# Spring creek whites!



## Major29 (Jun 19, 2011)

Got on 'em in the creek today! Caught and two man limit and on the way home now. It was unreal. Get on em while they are there. All fish caught on blue fox inline spinners in green and chrome.








Sent from my SAMSUNG-SGH-I537 using Tapatalk


----------



## marshhunter (Mar 20, 2008)

Major29 said:


> Got on 'em in the creek today! Caught and two man limit and on the way home now. It was unreal. Get on em while they are there. All fish caught on blue fox inline spinners in green and chrome.
> View attachment 1181065
> 
> 
> Sent from my SAMSUNG-SGH-I537 using Tapatalk


Exactly how many people were in your boat?! :cop::cop:


----------



## Major29 (Jun 19, 2011)

marshhunter said:


> Exactly how many people were in your boat?! :cop::cop:


There were two of us. Thank you mr. Jr game warden.

Sent from my SAMSUNG-SGH-I537 using Tapatalk


----------



## marshhunter (Mar 20, 2008)

Major29 said:


> There were two of us. Thank you mr. Jr game warden.
> 
> Sent from my SAMSUNG-SGH-I537 using Tapatalk


so that would be how many fish? how many life jackets did you have on board while this fishing taking place? do you or do you not have a fishing license? was said license on your person while you were fishing? :headknock:headknock:brew2::brew2:


----------



## canyonlaker (Aug 20, 2010)

Hi, great job. Can you tell us where you got on them. I want to take my son fishing Friday, but we have to bank fish. Can you help us?


----------



## long cast (Jun 16, 2010)

*fishing*

Were in spring creek by the park in tomball


----------



## Yort69 (Jan 31, 2011)

For some reason those sure look like them Livingston WB . lol


----------



## Major29 (Jun 19, 2011)

Yort69 said:


> For some reason those sure look like them Livingston WB . lol


They all look the same....

Sent from my SAMSUNG-SGH-I537 using Tapatalk


----------



## Major29 (Jun 19, 2011)

canyonlaker said:


> Hi, great job. Can you tell us where you got on them. I want to take my son fishing Friday, but we have to bank fish. Can you help us?


PM sent.

Sent from my SAMSUNG-SGH-I537 using Tapatalk


----------



## TexasTom (Mar 16, 2011)

marshhunter said:


> so that would be how many fish? how many life jackets did you have on board while this fishing taking place? do you or do you not have a fishing license? was said license on your person while you were fishing? :headknock:headknock:brew2::brew2:


 What is the problem? He said it was a two man limit. Many of us appreciate a report like this, and harassment by people like you keeps many from posting information that might be useful to others.


----------



## isaac.mendiola (Aug 16, 2013)

TexasTom said:


> What is the problem? He said it was a two man limit. Many of us appreciate a report like this, and harassment by people like you keeps many from posting information that might be useful to others.

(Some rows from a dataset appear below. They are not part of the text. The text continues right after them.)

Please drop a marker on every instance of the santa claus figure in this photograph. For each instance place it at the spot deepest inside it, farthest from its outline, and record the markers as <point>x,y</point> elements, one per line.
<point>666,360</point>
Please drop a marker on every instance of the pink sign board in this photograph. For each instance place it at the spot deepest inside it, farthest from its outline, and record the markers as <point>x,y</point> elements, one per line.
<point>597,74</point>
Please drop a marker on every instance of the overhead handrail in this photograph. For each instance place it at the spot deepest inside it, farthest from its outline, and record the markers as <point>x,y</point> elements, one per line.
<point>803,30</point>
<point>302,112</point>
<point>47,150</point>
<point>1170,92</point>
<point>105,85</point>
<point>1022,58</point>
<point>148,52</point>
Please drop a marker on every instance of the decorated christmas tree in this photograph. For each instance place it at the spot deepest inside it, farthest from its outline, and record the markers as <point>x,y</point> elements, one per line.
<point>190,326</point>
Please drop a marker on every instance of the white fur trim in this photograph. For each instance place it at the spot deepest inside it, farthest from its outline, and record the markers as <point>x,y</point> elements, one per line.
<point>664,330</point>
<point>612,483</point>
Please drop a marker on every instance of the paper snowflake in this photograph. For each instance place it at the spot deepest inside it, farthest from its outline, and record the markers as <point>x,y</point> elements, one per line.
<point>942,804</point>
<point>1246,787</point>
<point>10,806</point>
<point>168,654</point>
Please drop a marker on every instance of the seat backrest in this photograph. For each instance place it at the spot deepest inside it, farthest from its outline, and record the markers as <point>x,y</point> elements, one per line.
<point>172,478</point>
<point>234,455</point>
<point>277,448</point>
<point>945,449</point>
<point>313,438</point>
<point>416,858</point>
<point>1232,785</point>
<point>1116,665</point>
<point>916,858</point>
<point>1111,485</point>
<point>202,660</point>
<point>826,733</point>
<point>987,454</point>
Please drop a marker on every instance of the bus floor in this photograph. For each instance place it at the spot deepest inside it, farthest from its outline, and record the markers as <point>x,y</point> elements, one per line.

i agree. is this sarcasm or a serious question. fishing should be a sport of integrity so its safe to assume he was in all legal and safety boundaries. nice haul man. :brew2:


----------



## Yort69 (Jan 31, 2011)

anyway... Nice haul ! 



Major29 said:


> They all look the same....
> 
> Sent from my SAMSUNG-SGH-I537 using Tapatalk


----------



## wadefisherman (Oct 26, 2006)

Yort69 said:


> For some reason those sure look like them Livingston WB . lol


X 2. The white bass runs at Spring Creek was over couple months ago. The female white bass at spring creek are much bigger compared to those in the picture. Probably twice the size


----------



## long cast (Jun 16, 2010)

*fishing*

Were in spring creek


----------



## John_B_1 (Jan 28, 2011)

Nice report Brad, I'll give you a call when I got some time and we can have a chat about getting a trip together. My boat or yours


----------



## Major29 (Jun 19, 2011)

This report is inaccurate and an example of what not to do when posting a fishing report! The fish in the picture were caught a week ago in a different creek. I did however fish this afternoon...see the link to my post on how to properly post an accurate fishing report without disclosing the location and sending hundreds of people to your favorite spot. 
http://2coolfishing.com/ttmbforum/showthread.php?t=863081

Sent from my SAMSUNG-SGH-I537 using Tapatalk


----------



## Wett'n my Hooks (Mar 26, 2011)

Nice Haul, and Thanks for the guidelines to follow for a report?:ac550:


----------



## Yort69 (Jan 31, 2011)

long cast said:


> Were in spring creek


 Catching any yet ? lol :rotfl:


----------



## atcfisherman (Oct 5, 2006)

marshhunter said:


> so that would be how many fish? how many life jackets did you have on board while this fishing taking place? do you or do you not have a fishing license? was said license on your person while you were fishing? :headknock:headknock:brew2::brew2:


What the heck????

In Christ Alone I Place My Trust


----------



## Mantaray (Aug 29, 2004)

wadefisherman said:


> X 2. The white bass runs at Spring Creek was over couple months ago. The female white bass at spring creek are much bigger compared to those in the picture. Probably twice the size


I was at spring creek Tuesday. Water chocolate milk and very strong flow. I threw 2 rods with live baits and held another with jigs and everything else in my tackle box. Only one single hit but no hookup, not even catfish. Saw another fisherman leaving empty handed and then another one showed up with his girlfriend, both were throwing everything in their tackle box but all they got was broken lines and lost jigs. We left at the same time around 7 pm. I would be very surprised if someone got fish the next day or even today. For the past 2 years I showed up at spring creek I got one single wb each trip, but very big female with heavy sac of eggs. May be next year would be my lucky year.


----------



## Law Dog (Jul 27, 2010)

Nice!


----------